L’autista – P.V, 22enne di Scandiano (RE) – tentava una breve fuga ma veniva bloccato e tratto in arresto. Gli agenti in Commissariato avevano modo di accertare che il giovane aveva già precedenti per guida senza patente e lesioni ma continuava a guidare l’autovettura, di proprietà della madre, priva di assicurazione. Inoltre, dalla perquisizione nell’autovettura veniva rinvenuto anche un coltello a scatto.
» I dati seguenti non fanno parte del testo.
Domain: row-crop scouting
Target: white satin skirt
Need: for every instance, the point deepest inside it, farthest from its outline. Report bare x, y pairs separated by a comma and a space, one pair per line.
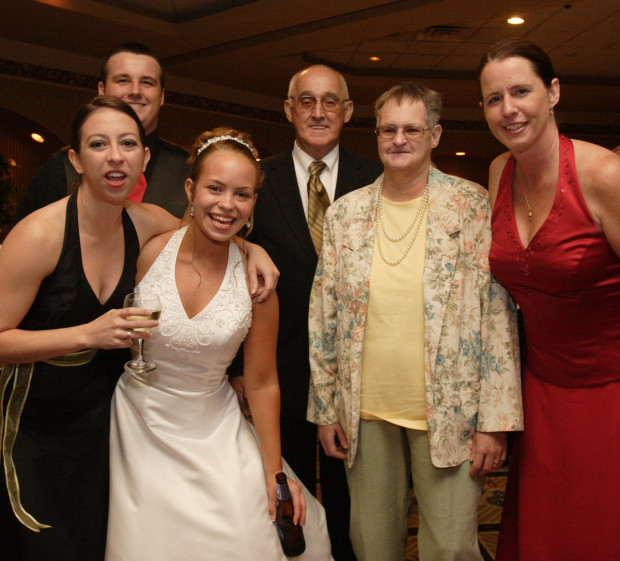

Nei confronti del giovane oltre all’arresto per resistenza a Pubblico Ufficiale, lesioni, guida senza patente, danneggiamento aggravato di un veicolo di polizia e porto abusivi di armi, venivano elevate numerose contravvenzioni al codice della strada e sequestrato il veicolo.
L’altro giovane, un ventenne e di Scandiano, veniva trovato in possesso di una dose di haschisch per uso personale e quindi segnalato alla Prefettura come assuntore di sostanza stupefacente.
I due operatori della volante al termine dell’intervento si portavano presso il locale ospedale ove venivano medicati per le lesioni riportate a seguito dello speronamento dell’auto di servizio e refertati con 15 giorni di prognosi.